ST. PETERSBURG, Fla.— In response to a legal agreement with the Center for Biological Diversity and allies, the U.S. Fish and Wildlife Service today proposed to protect 1.5 million acres as critical habitat for the Florida bonneted bat. The bat is only found in South Florida and has seen its forest and wetland habitats plowed over and sprayed with pesticides for decades.
“These long-overdue safeguards are essential to bringing these spectacular bats back from the edge of extinction,” said Jaclyn Lopez, Florida director at the Center. “With development ongoing across South Florida and sea levels rising, critical habitat protections give Florida’s bonneted bats a fighting chance at survival.”
The proposed 1.5 million acres of critical habitat are in areas of Charlotte, Collier, DeSoto, Glades, Hardee, Hendry, Lee, Miami-Dade, Monroe and Sarasota counties that provide the physical and biological features necessary for the bat’s survival and recovery.
Named for the broad ears that hang over their foreheads, bonneted bats are the largest of Florida’s 13 bat species and the second largest in North America. The bats roost in old tree cavities and artificial structures and forage for insects over open spaces like wetlands and open fresh water. They also use one of the lowest-frequency echolocation calls of all bats, so some people are actually able to hear the bonneted bats’ bird-like chirps as they hunt for insects.
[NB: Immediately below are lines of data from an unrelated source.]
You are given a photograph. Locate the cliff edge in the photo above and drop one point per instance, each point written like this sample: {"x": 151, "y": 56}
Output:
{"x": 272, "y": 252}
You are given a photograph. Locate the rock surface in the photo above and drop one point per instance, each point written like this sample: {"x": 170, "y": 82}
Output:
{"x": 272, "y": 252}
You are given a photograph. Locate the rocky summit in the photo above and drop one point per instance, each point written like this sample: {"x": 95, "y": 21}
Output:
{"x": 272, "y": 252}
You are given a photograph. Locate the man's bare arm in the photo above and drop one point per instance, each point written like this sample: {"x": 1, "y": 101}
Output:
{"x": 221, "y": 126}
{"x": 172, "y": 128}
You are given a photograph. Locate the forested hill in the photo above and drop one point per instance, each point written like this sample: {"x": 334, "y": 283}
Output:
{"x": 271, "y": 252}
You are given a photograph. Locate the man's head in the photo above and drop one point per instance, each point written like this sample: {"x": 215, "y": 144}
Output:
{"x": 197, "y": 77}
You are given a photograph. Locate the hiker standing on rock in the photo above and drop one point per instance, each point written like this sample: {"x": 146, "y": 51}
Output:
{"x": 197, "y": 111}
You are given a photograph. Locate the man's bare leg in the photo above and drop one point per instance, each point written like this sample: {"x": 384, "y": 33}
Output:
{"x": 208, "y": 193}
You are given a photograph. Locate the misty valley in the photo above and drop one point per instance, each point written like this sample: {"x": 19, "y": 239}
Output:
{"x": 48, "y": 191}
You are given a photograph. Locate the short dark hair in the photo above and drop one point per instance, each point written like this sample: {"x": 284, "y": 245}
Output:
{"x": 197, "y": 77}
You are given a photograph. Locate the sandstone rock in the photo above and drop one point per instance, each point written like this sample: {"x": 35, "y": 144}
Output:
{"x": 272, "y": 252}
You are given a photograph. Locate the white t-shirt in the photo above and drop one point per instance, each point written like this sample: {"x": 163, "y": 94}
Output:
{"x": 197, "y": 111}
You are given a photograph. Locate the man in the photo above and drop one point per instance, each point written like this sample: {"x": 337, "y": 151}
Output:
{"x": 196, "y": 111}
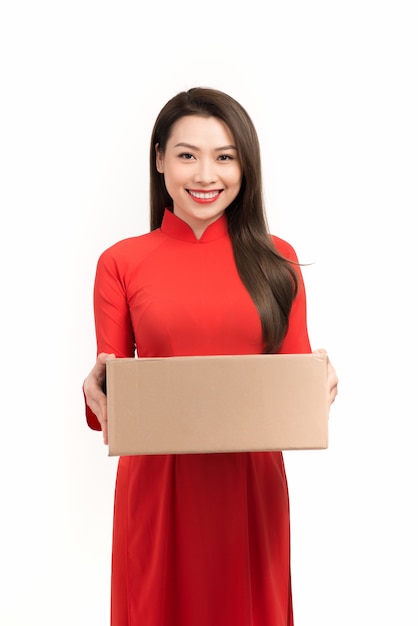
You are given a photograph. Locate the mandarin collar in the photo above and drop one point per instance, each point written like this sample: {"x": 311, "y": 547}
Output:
{"x": 176, "y": 228}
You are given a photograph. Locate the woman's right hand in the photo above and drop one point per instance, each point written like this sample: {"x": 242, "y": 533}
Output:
{"x": 93, "y": 390}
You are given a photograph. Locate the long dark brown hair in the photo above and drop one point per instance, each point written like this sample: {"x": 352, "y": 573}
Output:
{"x": 269, "y": 278}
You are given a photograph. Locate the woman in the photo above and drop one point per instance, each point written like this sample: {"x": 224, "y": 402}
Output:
{"x": 200, "y": 540}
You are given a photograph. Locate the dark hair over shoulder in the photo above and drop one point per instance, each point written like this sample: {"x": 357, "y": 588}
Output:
{"x": 269, "y": 278}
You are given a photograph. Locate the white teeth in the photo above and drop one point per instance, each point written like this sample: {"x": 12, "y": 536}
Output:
{"x": 208, "y": 195}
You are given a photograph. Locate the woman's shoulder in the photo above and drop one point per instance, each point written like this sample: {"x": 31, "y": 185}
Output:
{"x": 284, "y": 248}
{"x": 137, "y": 245}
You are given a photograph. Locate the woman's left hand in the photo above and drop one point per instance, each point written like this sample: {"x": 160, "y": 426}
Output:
{"x": 332, "y": 378}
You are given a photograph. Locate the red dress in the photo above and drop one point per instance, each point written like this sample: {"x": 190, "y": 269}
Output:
{"x": 198, "y": 539}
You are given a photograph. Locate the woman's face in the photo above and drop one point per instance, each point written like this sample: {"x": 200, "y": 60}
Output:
{"x": 202, "y": 172}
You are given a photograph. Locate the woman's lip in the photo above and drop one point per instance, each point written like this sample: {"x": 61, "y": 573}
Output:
{"x": 204, "y": 197}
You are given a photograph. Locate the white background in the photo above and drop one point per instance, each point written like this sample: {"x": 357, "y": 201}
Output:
{"x": 332, "y": 89}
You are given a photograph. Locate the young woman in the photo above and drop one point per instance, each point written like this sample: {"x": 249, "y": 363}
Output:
{"x": 200, "y": 539}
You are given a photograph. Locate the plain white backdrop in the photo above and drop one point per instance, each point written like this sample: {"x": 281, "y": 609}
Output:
{"x": 332, "y": 89}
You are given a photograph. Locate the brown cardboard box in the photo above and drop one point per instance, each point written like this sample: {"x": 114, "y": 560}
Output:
{"x": 217, "y": 404}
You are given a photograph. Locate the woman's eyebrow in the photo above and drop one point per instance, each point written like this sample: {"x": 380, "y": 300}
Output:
{"x": 192, "y": 147}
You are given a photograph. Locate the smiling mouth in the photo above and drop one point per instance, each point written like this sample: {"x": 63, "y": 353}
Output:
{"x": 204, "y": 196}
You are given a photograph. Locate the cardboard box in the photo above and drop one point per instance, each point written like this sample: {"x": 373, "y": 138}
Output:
{"x": 217, "y": 404}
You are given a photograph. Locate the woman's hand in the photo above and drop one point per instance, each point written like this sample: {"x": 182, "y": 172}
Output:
{"x": 93, "y": 390}
{"x": 332, "y": 378}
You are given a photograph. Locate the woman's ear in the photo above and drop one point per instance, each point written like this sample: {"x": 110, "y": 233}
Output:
{"x": 159, "y": 159}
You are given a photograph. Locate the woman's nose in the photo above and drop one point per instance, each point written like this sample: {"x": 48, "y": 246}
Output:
{"x": 206, "y": 172}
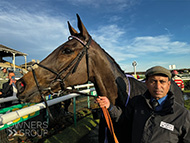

“The Florida bonneted bat requires urgent action for its conservation given the continued threats it faces due to habitat destruction and sea level rise,” said Paola Ferreira, executive director of the Tropical Audubon Society. “Designation of critical habitat is an indispensable step to protect this unique South Florida species. The protection of this habitat will also contribute to the conservation of important bird species and other species in peril.”
The Center, Tropical Audubon Society and the Miami Blue Chapter of the North American Butterfly Association filed suit in October 2018 seeking critical habitat protection for the bonneted bat. The Service is accepting comments on the proposal until Aug. 10, 2020. The Center previously also sued to compel an Endangered Species Act listing decision for the bat in 2013.
Although bats have been identified as a possible source for COVID-19, neither Florida bonneted bats nor any other North American bats carry the virus, and they pose no risk to people. Every year bats provide billions of dollars’ worth of free pest control by eating tons of insects that attack crops and trees. Without bats, farmers and foresters may use more pesticides, spending more money and harming the environment.